City can’t afford to save west Linley Valley

A group of citizens concerned about the fate of a parcel of land in Linley Valley must come up with the money to buy it themselves.

A group of citizens concerned about the fate of a parcel of privately owned land in Linley Valley must come up with the money to buy it themselves if they want it preserved, prompting them to make it a municipal election campaign issue.

Team Save Linley Valley West, which launched an information campaign last month to educate Nanaimo residents on the development pressures facing the area, approached council last week with more than 1,200 signatures asking to have the land preserved as a nature park.

The land in question is assessed at around $6.6 million, an amount Joanne Jonas said is well beyond the team’s fundraising capabilities.

Council decided Tuesday that while additional parkland in west Linley Valley would have positive values, such a purchase is not on the city’s priority list.

“It’s a gorgeous piece of land and in my dreams I would love to secure all the greenspace we can for people in the future because once it’s gone, it’s gone,” said Mayor John Ruttan. “But the age-old battle we as politicians go through on a daily basis is the balance of providing what the citizens want with what they are prepared to pay.

Ruttan said with examples including Neck Point and Linley Valley (Cottle Lake) parks, the city has demonstrated that where it can, it will acquire parkland, but $6.6 million for Linley Valley west is not budgeted.

As the land is developed, the city will work with the property owners to maximize protection of the environment and acquire public access and trailways.

“We sort of expected that, “said Jonas. “I think a lot of the councillors are onside with preserving all of the trails and ponds and forest, but who has that kind of money right now? But it’s not an outrageous amount. It’s certainly doable.”

Jonas first got involved in pursuing protection for the vulnerable parkland after witnessing the current 24-hectare housing development off Rutherford Road.

She became concerned when she saw wildlife being negatively affected by development, as well as the destruction of wetlands and forest along her favourite hiking trails, even though the development met provincial standards.

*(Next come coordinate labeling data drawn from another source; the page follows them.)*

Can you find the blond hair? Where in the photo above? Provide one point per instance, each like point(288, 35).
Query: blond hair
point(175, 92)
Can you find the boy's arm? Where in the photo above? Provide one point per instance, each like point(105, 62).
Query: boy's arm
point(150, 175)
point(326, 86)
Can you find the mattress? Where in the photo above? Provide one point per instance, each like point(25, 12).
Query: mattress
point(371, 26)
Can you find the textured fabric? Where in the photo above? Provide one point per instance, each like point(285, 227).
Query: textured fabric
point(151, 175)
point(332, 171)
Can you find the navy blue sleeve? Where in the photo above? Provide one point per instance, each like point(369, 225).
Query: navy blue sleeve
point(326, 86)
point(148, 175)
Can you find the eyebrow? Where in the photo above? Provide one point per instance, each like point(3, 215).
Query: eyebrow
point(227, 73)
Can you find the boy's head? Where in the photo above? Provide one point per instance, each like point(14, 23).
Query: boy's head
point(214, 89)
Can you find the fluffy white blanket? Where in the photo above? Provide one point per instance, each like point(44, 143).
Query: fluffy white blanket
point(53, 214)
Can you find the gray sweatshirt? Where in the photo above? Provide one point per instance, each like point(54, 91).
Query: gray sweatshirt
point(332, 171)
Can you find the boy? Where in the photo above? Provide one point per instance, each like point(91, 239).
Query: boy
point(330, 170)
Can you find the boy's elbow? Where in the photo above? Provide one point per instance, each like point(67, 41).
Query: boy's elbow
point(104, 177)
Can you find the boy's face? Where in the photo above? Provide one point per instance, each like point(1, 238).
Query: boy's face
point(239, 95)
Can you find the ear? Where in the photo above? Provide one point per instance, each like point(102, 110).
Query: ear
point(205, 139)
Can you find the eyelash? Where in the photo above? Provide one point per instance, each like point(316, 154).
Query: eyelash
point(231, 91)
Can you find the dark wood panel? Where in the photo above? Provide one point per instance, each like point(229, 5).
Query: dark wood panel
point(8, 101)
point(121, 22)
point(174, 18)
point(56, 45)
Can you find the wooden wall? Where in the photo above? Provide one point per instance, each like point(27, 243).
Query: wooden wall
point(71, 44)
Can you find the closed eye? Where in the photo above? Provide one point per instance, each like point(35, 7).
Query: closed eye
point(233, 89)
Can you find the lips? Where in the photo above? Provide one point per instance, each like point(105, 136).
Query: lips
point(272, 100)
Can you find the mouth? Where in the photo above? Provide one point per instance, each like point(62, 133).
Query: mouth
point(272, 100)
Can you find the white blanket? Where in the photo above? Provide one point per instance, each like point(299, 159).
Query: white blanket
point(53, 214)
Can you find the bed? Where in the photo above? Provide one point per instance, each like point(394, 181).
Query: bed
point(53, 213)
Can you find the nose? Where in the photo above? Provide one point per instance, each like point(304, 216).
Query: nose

Buoyed by Nanaimo and Area Land Trust’s efforts to protect 101 hectares along the east park boundary, which the province placed under a new land-use order protecting it from development, Jonas said Team Save Linley Valley West will be making the proposal to preserve the park’s western aspect a campaign issue for the upcoming municipal election.

About half of the valley remains unprotected and vulnerable to development.

“When I first started this, I never thought it would turn into a campaign to save this land,” said Jonas. “I wasn’t sure it was even possible and I still don’t. I mean, you have to just go with it because what do we have to lose?”

Linley Valley is considered a secret gem in Nanaimo. It includes about 325 hectares of still undeveloped parkland that home to a wide variety of birds, deer, beavers, fish and two cougars that are known to reside there.

Already, Couns. Fred Pattje and Diana Johnstone, and candidate Zeni Maartman have toured the property in question, and Team Save Linely Valley West expected to take Nanaimo NDP MLA Leonard Krog through the land Saturday.

Jonas said support for the issue continues to grow.

“I think if someone wanted to develop it, they’d have to tread more carefully now because they know somebody is watching,” she said. “There was nobody watching when the development that is happening now began and if development begins again, we’ll be there when the bulldozers move in.”